Antes dos festivais, dos grandes eventos culturais e dos calendários turísticos, já existiam celebrações que reuniam comunidades inteiras em torno da memória, da espiritualidade e do pertencimento.


Em muitas sociedades africanas, a festa era uma forma de organizar a vida coletiva. Marcava passagens do tempo, fortalecia relações, transmitia conhecimentos e reafirmava identidades, usando o tambor para convocar, a dança para comunicar e a comida para aproximar as pessoas. Celebrar era uma forma de manter a comunidade unida.


Quando falamos de música, cultura e eventos como atrativos turísticos, estamos olhando para algo que comunidades africanas praticam há séculos: viajar para encontrar pessoas, participar de celebrações e viver experiências em conjunto.



Essa herança atravessou o Atlântico e segue presente em inúmeras manifestações culturais brasileiras.

Quando o ritmo também comunica

Nas tradições africanas, a música sempre teve funções que iam além da expressão artística.


Os tambores anunciavam acontecimentos, acompanhavam rituais e registravam acontecimentos importantes para a comunidade. O ritmo carregava memórias, ensinamentos e referências compartilhadas entre gerações.


Mesmo diante da violência da escravização e das tentativas de apagamento cultural, esse legado permaneceu vivo no Brasil. Ele se reinventou no samba de roda, no jongo, no maracatu e nos blocos afro. São manifestações que continuam transmitindo histórias por meio da música, do corpo e da convivência.

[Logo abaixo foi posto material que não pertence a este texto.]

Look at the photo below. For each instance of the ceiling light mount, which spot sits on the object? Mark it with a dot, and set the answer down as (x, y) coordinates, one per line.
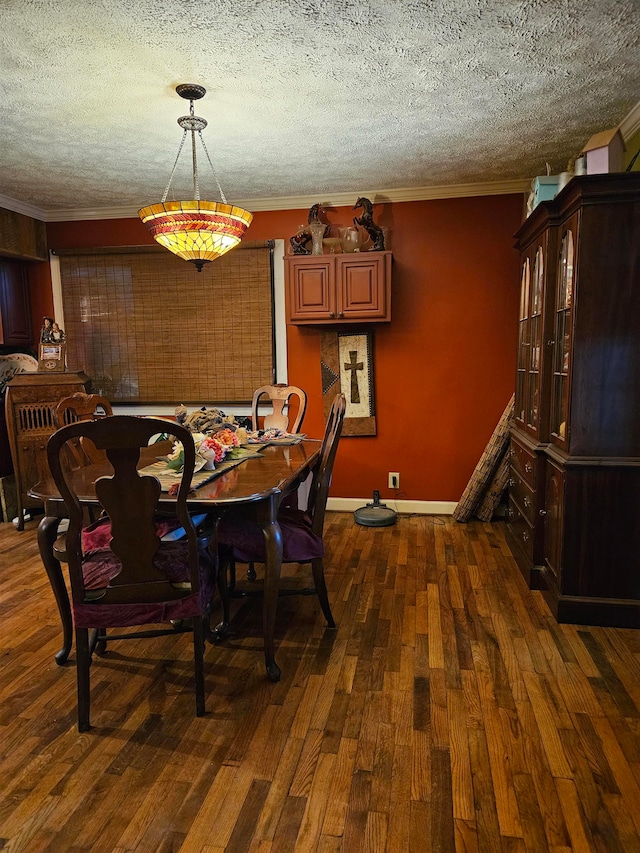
(195, 230)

Participar dessas expressões é entrar em contato com conhecimentos preservados ao longo do tempo. É perceber que a cultura também está nas pessoas que cantam, dançam, cozinham, contam histórias e mantêm vivas as referências de seus ancestrais.

Celebrações que transformam lugares

Muito antes de existir o conceito de turismo de eventos, comunidades negras já promoviam deslocamentos em torno de festas religiosas, encontros culturais e datas importantes para a vida coletiva.


As pessoas viajavam para rever familiares e participar de momentos significativos para suas comunidades. O que hoje aparece nos calendários turísticos já existia, há muito tempo, como parte da organização social desses grupos.


No Brasil, muitas celebrações continuam cumprindo esse papel.

O Carnaval, reconhecido internacionalmente, tem raízes profundas nas expressões culturais desenvolvidas pelas populações negras brasileiras. A Lavagem do Bonfim, em Salvador, reúne fé, memória e ocupação simbólica do espaço urbano. O São João do Nordeste movimenta cidades inteiras em torno da música e dos encontros comunitários. Já o Bumba Meu Boi, no Maranhão, conecta história, espiritualidade e identidade local em uma manifestação cultural de enorme riqueza.


Há também celebrações que preservam de forma mais direta a memória da população negra. É o caso da Festa da Boa Morte, em Cachoeira, e do Bembé do Mercado, em Santo Amaro. Ambas mostram como tradições mantidas pelas comunidades podem receber visitantes sem perder seus significados originais.



O diferencial dessas experiências está na conexão com a cultura local e com as pessoas que dão sentido à celebração.

O que o turismo passou a compreender

Durante muito tempo, muitas dessas manifestações foram tratadas apenas como espetáculo. Algo para assistir, fotografar e seguir adiante.


Hoje cresce a compreensão de que o valor dessas experiências está nas histórias, nas pessoas e nos contextos que as sustentam. Quem viaja em busca dessas vivências quer entender o destino de forma mais profunda e conhecer quem constrói aquela celebração e o que ela representa para a comunidade.



É por isso que temas como turismo cultural, economia criativa e experiências ligadas aos calendários culturais ganharam espaço nas discussões sobre desenvolvimento turístico.

O papel do afroturismo nessa conexão

Na Diaspora.Black, entendemos as celebrações afro-brasileiras como patrimônios vivos, mantidos por pessoas que seguem transmitindo conhecimentos, práticas e memórias ao longo das gerações.


Nosso trabalho é criar conexões respeitosas entre esses territórios e quem deseja conhecê-los de forma mais consciente, promovendo experiências que valorizem os contextos culturais, reconheçam a origem das tradições e aproximem visitantes das pessoas que mantêm essas manifestações vivas.


Para empresas, grupos e agências, é uma oportunidade de acessar dimensões da cultura brasileira que muitas vezes ficam fora dos roteiros mais conhecidos.


A celebração sempre foi um espaço de encontro. Um lugar onde memórias são compartilhadas, histórias permanecem circulando e identidades continuam sendo reafirmadas. Conhecer essas manifestações é também uma forma de compreender melhor o Brasil.